7.7 Nonlinear equations by Newton iteration

A sequence of linear problems may be useful in solving nonlinear problems. For example, the nonlinear BVP

$u'' - u^3 = 0, \qquad u(-1)=1, \, u(1)=-1$

can be solved by Newton iteration as follows.

[d,x] = domain(-1,1);
D2 = diff(d,2);
u = -x;  nrmdu = Inf;
while nrmdu > 1e-10
  r = D2*u - u.^3;
  A = D2 - diag(3*u.^2) & 'dirichlet';
  A.scale = norm(u);
  delta = -(A\r);
  u = u+delta;  nrmdu = norm(delta)
end

nrmdu =
   0.023921305314687
nrmdu =
     7.409832639753683e-05
nrmdu =
     6.856256848296327e-10
nrmdu =
     7.308392815588001e-16

The line "A.scale=norm(u)" in the above tells the constructor for the \ solution that delta needs to be found accurately only relative to the size of u, not relative to its own size. As u approaches the correct value, the norm of delta gets small and therefore delta does not require much intrinsic resolution in order to make the proper correction to u.
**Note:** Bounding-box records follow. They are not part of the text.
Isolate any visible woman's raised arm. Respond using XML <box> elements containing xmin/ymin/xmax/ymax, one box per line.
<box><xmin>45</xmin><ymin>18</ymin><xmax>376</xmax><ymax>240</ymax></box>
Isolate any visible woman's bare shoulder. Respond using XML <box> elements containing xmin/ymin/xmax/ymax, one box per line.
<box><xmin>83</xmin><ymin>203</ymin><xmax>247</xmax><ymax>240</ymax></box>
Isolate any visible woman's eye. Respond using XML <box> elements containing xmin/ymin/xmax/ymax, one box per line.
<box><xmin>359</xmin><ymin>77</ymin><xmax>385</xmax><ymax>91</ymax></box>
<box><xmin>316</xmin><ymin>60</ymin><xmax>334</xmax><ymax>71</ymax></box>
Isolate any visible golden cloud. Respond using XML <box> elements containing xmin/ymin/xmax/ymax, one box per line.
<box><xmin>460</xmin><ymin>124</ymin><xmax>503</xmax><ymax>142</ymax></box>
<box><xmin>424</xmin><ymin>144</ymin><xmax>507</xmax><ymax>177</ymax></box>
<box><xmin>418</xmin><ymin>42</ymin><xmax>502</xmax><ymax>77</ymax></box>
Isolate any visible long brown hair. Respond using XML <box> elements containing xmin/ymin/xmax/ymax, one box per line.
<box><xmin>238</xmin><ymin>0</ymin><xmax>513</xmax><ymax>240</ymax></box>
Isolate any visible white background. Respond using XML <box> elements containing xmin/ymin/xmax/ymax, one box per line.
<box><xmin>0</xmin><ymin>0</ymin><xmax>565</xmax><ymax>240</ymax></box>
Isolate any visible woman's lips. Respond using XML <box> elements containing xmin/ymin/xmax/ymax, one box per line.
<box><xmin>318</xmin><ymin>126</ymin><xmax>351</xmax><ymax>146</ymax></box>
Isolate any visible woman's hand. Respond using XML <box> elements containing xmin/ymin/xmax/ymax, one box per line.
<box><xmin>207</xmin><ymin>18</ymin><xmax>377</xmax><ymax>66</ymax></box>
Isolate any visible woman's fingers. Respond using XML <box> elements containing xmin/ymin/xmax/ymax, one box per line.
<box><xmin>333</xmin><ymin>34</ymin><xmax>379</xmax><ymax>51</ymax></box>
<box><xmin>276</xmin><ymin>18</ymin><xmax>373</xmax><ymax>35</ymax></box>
7.8 Systems of equations and block operators

Chebops support some functionality for systems of equations.

An eigenvalue example:

[d,x] = domain(-1,1);
D = diff(d); I = eye(d); Z = zeros(d);
A = [ Z D; D Z ];
A.lbc = [I Z];
A.rbc = [I Z];

eigs(A,16)/pi

ans =
  0.000000000000001                     
 -0.000000000000001                     
  0.000000000000001 + 0.500000000000001i
  0.000000000000001 - 0.500000000000001i
 -0.000000000000001 + 1.000000000000001i
 -0.000000000000001 - 1.000000000000001i
 -0.000000000000001 + 1.500000000000000i
 -0.000000000000001 - 1.500000000000000i
  0.000000000000000 + 2.000000000000008i
  0.000000000000000 - 2.000000000000008i
  0.000000000000001 + 2.500000000000004i
  0.000000000000001 - 2.500000000000004i
 -0.000000000000000 + 3.000000000000005i
 -0.000000000000000 - 3.000000000000005i
 -0.000000000000000 + 3.499999999999994i
 -0.000000000000000 - 3.499999999999994i

Note that boundary condition operators need to have the correct number of block columns. In the case above, the first variable in the system has Dirichlet conditions at both ends, while the second is unconstrained.

Here we exponentiate the same operator to see the time-evolution behavior of this system (Maxwell's equations).

f = exp(-20*x.^2) .* sin(14*x);  f = [f -f];
subplot(1,3,1), plot(f)
subplot(1,3,2), plot( expm(0.9*A & A.bc)*f ), ylim([-1 1])
subplot(1,3,3), plot( expm(1.8*A & A.bc)*f )

References

[Driscoll, Bornemann & Trefethen 2008] T. A. Driscoll, F. Bornemann, and L. N. Trefethen, The chebop system for automatic solution of differential equations, BIT Numerical Mathematics, to appear.

[Fornberg 1996] B. Fornberg, A Practical Guide to Pseudospectral Methods, Cambridge University Press, 1996.

[Trefethen 2000] L. N. Trefethen, Spectral Methods in MATLAB, SIAM, 2000.